There's something fishy going on in the backwater town of Wanaduck, Washington, population 879, er, 878. Make that 850.
Anthony "Juice" Verrone, former Mafia enforcer and guest of the Witness Security Program, is trying to hide from the Family he sent up the river. When a giant hot dog, a fiberglass bass, and a plummeting corpse put the squeeze on Juice, he thinks he's been found out. Juice teams up with Rudy Touchous, a forensic accountant, and Police Chief Dickie Gordon, to track down the killer. Instead, they run head-on into a public utility in desperate financial straits, a local troop of NASCAR-addled, bass-fishing rednecks with odd literary aspirations, and a vegetarian commune, which, in its dedication to the well-being of plants, is tossing more than lettuce into its salad bar. And what is that secret ingredient in their all-vegetarian hotdogs? The Utility's plans leak, so they bring in a strange parade of hired guns to make sure the people who know too much can't say anything.
When these players mix it up at the Asparagus Festival a conflagration ignites that changes everything. Can Juice go back to being a regular guy? Or will he find out that he can hide, but he can't just disappear?
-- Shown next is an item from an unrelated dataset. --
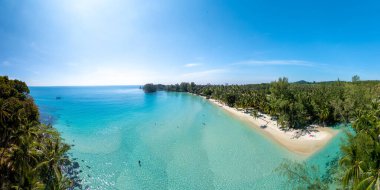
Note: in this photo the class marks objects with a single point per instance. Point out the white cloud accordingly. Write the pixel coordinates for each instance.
(276, 62)
(205, 73)
(6, 63)
(193, 64)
Bonnie is a zealous organizer of everything from software demos to gourmet meals with the occasional vacation to test the waters of spontaneity. Ironically, fate, not planning, turned this obsession into a career as a project manager. She earned a Project Management Professional certification (affectionately pronounced “pimp”) from the Project Management Institute. As a consultant, she manages projects for clients and wins accolades for her ability to herd cats. She has fun and makes new friends on every project, but mostly makes things happen. She’s written 30 books including QuickBooks 2016: The Missing Manual (Intuit’s Official Guide to QuickBooks), Project 2013: The Missing Manual, and Fresh Squeezed, a funny thriller about hitmen and stupid criminals. Bonnie is an engineer, so she’s fascinated by how things work and how to make things work better. She tries to redeem herself by using her sick sense of humor to transform these drool-inducing subjects into entertaining reading. She has a mostly unused Bachelor of Science in Architecture from MIT and an occasionally useful Master of Science in Structural Engineering from Columbia University. Don’t hold this against her. She’s quite nice, actually.